Il faut que je vous dise un petit mot de notre affaire concernant l’homologation de l’acte sous seing privé de M. le duc de Wurtemberg. Je pense qu’il faut attendre ; il serait piqué d’une précaution qui marquerait de la défiance. Je vous écrirai quand il sera temps de consommer cette petite affaire, qui d’ailleurs n’éclatera point ; et je tâcherai de conserver ses bonnes grâces. Gardez toujours la pancarte précieusement, aussi bien que celle de Schœpflin. Je fais plus de cas de la première que de la seconde (2), et toutes deux sont bien entre vos mains. Je me flatte que vous me direz te amo, tua tueor ; mais je répondrai, ego quidem non valeo.
Adieu, mon cher ami ; mille respects à madame Dupont. Adieu ; je ne m’accoutume point à être privé de vous. Madame Denis vous fait à tous deux les plus sincères compliments.
1 – Auberge située au coin de la rue du Plat. Voltaire arriva à Lyon dans la soirée du 12. (G.A.)

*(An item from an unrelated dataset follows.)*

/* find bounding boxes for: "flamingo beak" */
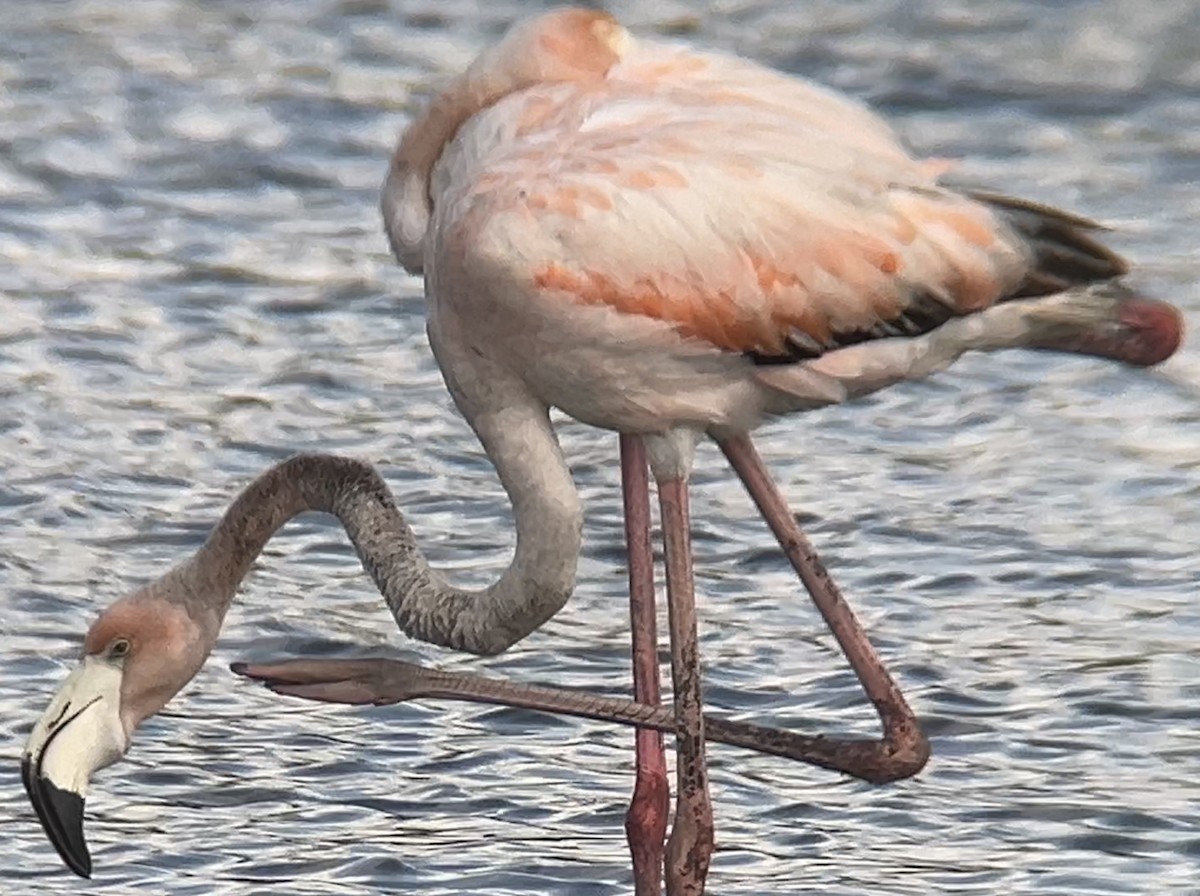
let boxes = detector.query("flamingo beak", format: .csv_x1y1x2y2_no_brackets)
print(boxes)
22,656,129,878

2 – Il avait prêté dix mille francs à Schœpflin, qui fit de mauvaises affaires. (G.A.)
à M. le comte d’Argental.
A Lyon, au Palais-Royal (1) le 20 Novembre 1754.
Me voilà à Lyon, mon cher ange ; M. de Richelieu a eu l’ascendant sur moi de me faire courir cent lieues ; je ne sais où je vais ni où j’irai. J’ignore le destin de la Pucelle et le mien. Je voyage tandis que je devrais être au lit, et je soutiens des fatigues et des peines qui sont au-dessus de mes forces. Il n’y a pas d’apparence que je voie M. de Richelieu dans sa gloire aux Etats de Languedoc ; je ne le verrai qu’à Lyon, en bonne fortune, et je pourrais bien aller passer l’hiver sur quelque coteau méridional de la Suisse. Je vous avouerai que je n’ai pas trouvé dans M. le cardinal de Tencin (1) les bontés que j’espérais de votre oncle ; j’ai été plus accueilli et mieux traité de la margrave de Bareuth, qui est encore à Lyon. Il me semble que tout cela est au rebours des choses naturelles. Mon cher ange, ce qui est bien moins naturel encore, c’est que je commence à désespérer de vous revoir. Cette idée me fait verser des larmes. L’impression de cette maudite Pucelle me fait frémir, et je suis continuellement entre la crainte et la douleur. Consolez par un mot une âme qui en a besoin, et qui est à vous jusqu’au dernier soupir.
Madame Denis devient une grande voyageuse ; elle vous fait les plus tendres compliments.